In an excoriating conclusion, it states, “Beginning on the day former Attorney General William Barr announced his resignation and continuing almost until the January 6 insurrection, Trump directly and repeatedly asked DOJ’s acting leadership to initiate investigations, file lawsuits on his behalf, and publicly declare the 2020 election ‘corrupt.’”

“In attempting to enlist DOJ for personal, political purposes in an effort to maintain his hold on the White House, Trump grossly abused the power of the presidency. He also arguably violated the criminal provisions of the Hatch Act, which prevent any person—including the president—from commanding federal government employees to engage in political activity.”

Of the nine meetings and calls, two of them happened on one manic day— Jan. 3—by which time Trump had become obsessed with the idea of ditching Rosen and installing loyalist Jeffrey Clark as acting attorney general.

The report states that Clark—who was, at the time, a little-known Justice Department official—held multiple meetings with Trump in the dying weeks of his presidency about how to reverse the result, and Clark allegedly urged bosses Rosen and Donoghue to falsely inform Georgia officials that the DOJ had identified “significant” issues with its election result.

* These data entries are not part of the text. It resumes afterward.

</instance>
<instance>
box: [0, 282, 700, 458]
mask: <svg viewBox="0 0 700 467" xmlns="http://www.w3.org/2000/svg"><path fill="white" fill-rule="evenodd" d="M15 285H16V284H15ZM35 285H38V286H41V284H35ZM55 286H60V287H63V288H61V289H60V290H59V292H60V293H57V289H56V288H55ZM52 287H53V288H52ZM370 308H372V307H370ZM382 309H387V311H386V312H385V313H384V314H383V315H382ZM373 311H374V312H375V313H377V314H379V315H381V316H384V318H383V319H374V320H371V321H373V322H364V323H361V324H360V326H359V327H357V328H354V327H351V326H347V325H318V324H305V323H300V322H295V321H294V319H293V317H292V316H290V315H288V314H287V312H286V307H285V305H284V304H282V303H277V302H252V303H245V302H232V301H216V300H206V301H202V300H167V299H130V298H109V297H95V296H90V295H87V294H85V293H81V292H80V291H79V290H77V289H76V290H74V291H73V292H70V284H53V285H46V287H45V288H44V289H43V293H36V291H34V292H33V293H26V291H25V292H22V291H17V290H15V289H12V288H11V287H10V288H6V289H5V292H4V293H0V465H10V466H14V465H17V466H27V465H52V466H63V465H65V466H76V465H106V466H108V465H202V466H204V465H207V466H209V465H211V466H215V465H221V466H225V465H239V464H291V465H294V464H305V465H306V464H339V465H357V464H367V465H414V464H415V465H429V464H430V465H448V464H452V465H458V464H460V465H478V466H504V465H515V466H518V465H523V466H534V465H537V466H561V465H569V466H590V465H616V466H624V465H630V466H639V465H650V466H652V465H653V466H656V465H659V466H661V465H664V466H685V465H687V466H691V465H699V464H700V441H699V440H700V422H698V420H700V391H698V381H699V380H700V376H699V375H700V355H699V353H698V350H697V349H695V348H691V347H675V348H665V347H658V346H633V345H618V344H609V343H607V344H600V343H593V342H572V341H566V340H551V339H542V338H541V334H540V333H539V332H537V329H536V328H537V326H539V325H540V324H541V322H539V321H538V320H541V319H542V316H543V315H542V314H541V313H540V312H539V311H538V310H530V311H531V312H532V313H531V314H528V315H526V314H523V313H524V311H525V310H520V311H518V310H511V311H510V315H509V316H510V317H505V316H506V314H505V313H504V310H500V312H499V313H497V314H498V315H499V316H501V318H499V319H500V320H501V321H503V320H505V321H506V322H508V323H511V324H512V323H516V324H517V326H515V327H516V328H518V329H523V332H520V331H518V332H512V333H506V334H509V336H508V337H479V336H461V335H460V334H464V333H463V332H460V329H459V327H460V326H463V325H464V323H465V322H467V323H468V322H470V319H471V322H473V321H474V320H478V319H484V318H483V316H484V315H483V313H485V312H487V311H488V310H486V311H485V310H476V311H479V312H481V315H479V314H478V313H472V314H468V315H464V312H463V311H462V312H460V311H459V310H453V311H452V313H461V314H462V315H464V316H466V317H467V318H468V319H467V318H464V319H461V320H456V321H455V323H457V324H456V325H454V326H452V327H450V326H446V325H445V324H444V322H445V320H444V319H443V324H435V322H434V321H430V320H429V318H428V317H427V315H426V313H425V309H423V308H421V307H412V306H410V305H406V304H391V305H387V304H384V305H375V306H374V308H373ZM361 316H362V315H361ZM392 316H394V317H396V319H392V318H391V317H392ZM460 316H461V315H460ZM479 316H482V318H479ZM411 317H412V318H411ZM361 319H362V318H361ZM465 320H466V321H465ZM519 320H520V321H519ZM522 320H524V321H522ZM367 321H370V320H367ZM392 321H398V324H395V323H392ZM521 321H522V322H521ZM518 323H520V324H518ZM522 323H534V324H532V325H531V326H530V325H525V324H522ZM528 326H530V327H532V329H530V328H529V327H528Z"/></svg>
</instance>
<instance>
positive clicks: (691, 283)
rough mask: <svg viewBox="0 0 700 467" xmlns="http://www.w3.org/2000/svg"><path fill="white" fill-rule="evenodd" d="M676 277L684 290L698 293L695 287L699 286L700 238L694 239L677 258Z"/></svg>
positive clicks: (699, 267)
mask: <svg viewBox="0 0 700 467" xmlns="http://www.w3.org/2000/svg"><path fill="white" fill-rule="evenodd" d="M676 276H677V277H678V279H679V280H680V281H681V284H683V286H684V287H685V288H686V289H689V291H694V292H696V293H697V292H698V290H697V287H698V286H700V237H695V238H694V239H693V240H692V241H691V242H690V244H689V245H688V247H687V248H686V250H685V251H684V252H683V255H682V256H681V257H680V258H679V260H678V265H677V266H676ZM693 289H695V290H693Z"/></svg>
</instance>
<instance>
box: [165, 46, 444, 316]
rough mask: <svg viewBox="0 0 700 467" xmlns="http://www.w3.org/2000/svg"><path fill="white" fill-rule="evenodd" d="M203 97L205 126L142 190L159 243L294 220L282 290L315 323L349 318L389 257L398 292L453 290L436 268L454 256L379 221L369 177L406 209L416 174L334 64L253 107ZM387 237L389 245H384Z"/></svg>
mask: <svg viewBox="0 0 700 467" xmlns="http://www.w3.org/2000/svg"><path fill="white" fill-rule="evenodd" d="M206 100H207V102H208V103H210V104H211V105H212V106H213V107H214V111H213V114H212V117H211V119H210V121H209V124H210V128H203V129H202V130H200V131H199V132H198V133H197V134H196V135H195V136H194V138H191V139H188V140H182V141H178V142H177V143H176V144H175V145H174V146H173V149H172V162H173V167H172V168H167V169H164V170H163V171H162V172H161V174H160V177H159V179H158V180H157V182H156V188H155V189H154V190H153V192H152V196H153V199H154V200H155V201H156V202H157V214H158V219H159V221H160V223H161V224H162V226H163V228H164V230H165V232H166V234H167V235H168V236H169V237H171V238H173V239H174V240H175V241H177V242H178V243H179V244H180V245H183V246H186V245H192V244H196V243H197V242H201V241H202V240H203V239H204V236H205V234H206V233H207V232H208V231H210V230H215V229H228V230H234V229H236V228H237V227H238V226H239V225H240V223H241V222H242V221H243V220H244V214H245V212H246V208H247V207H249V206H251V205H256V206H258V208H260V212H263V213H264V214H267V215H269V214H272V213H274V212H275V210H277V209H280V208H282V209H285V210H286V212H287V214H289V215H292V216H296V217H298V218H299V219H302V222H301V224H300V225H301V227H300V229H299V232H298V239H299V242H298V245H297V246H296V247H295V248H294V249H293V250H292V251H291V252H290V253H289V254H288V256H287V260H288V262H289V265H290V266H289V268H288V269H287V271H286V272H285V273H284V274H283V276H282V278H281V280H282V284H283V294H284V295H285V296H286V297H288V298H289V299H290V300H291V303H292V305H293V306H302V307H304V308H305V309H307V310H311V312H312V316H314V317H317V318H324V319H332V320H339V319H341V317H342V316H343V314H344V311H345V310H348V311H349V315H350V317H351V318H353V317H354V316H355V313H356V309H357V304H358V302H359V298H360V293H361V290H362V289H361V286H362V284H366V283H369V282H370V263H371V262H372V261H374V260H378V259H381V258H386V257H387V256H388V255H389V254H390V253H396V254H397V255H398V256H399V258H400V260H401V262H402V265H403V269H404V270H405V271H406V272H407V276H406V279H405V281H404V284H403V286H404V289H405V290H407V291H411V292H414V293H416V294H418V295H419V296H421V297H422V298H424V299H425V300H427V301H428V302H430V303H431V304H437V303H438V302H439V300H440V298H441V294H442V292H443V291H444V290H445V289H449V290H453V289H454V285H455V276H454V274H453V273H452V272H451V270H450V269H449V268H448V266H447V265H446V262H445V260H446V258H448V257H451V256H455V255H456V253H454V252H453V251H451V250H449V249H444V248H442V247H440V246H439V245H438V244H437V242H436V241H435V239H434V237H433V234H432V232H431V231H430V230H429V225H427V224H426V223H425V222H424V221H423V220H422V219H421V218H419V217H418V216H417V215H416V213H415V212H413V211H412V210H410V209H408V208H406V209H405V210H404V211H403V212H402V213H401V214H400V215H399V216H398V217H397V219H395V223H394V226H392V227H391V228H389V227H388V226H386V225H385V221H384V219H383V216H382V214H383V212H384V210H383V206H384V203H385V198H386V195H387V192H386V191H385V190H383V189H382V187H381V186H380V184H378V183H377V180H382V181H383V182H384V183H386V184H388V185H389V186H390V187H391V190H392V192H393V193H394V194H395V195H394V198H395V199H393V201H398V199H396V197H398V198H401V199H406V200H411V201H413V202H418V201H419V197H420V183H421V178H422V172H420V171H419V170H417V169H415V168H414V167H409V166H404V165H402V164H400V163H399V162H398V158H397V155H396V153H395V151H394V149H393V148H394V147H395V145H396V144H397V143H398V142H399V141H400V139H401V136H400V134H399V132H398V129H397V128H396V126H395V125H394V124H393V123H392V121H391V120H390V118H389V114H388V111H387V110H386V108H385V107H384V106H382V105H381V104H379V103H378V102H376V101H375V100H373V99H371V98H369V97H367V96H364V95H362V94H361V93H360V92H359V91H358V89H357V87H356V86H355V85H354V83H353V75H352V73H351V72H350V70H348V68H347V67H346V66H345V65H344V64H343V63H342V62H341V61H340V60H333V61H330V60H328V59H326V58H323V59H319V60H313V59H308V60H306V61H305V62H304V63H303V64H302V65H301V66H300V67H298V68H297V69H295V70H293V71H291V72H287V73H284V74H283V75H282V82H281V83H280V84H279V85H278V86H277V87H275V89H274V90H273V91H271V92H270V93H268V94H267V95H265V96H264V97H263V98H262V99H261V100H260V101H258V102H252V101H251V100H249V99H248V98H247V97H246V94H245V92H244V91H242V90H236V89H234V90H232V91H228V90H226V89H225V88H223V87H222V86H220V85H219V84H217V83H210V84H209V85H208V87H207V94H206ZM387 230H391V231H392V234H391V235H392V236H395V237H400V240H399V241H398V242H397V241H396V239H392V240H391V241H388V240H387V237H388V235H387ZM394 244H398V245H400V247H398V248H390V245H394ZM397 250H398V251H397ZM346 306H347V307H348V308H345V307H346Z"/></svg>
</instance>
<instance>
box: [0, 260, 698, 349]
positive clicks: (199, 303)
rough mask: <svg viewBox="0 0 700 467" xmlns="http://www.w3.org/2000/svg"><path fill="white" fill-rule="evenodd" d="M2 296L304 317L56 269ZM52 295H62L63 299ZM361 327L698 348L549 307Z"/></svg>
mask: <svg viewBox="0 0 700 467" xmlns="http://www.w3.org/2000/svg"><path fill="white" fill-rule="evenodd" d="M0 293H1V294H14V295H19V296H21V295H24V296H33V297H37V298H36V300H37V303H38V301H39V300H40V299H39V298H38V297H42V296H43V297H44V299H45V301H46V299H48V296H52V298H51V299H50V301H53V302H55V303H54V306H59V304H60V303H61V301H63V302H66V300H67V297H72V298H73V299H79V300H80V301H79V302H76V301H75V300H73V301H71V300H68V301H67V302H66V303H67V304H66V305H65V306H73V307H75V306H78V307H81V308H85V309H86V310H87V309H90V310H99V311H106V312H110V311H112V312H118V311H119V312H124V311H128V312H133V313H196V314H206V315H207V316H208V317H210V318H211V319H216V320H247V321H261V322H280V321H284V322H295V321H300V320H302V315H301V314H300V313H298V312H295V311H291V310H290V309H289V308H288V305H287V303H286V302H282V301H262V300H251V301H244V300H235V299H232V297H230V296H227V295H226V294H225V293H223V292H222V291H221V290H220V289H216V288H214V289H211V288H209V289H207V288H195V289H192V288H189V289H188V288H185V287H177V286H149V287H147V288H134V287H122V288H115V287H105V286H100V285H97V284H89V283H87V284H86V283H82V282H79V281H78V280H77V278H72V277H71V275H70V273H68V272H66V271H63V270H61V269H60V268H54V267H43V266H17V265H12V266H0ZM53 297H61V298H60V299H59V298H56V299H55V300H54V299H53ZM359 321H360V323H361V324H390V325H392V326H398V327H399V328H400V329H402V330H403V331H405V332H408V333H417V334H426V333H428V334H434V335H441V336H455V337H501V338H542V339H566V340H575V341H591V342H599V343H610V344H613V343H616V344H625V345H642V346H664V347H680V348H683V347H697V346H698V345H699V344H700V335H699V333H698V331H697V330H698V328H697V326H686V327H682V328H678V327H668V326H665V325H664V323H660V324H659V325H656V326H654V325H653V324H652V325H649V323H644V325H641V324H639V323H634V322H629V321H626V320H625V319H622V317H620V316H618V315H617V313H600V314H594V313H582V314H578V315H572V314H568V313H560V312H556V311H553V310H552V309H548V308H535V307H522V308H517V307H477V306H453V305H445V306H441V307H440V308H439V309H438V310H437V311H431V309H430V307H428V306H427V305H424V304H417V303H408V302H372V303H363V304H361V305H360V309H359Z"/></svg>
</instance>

According to the report, Rosen recalled that, on the afternoon of Jan. 3, Clark personally informed him that Trump had asked Clark to immediately take over as acting AG, then Rosen called Donoghue to tell him.

Donoghue recalled responding to Rosen, “Well, I guess that’s it. Are we going to find out [that we’re fired] in a tweet?” Donoghue added, “At that point, I went back to my office and I began taking things off the wall and put them in boxes, because I told the Acting AG I would immediately resign. There was no way I was going to serve under Jeff Clark.”

That night, Trump, Rosen, Donoghue, and Clark met in the Oval Office alongside White House lawyers Cipollone and Patrick Philbin. According to the report, Donoghue made it clear that all of the Assistant Attorneys General and multiple DOJ officials would resign if Trump went through with the plan. An attendee recalled that Cipollone indicated that he would also resign after he described the plan as a “murder-suicide pact.”

Eventually, Trump relented. Donoghue recalled that the president gave up on his plot to install Clark “very deep into the conversation.”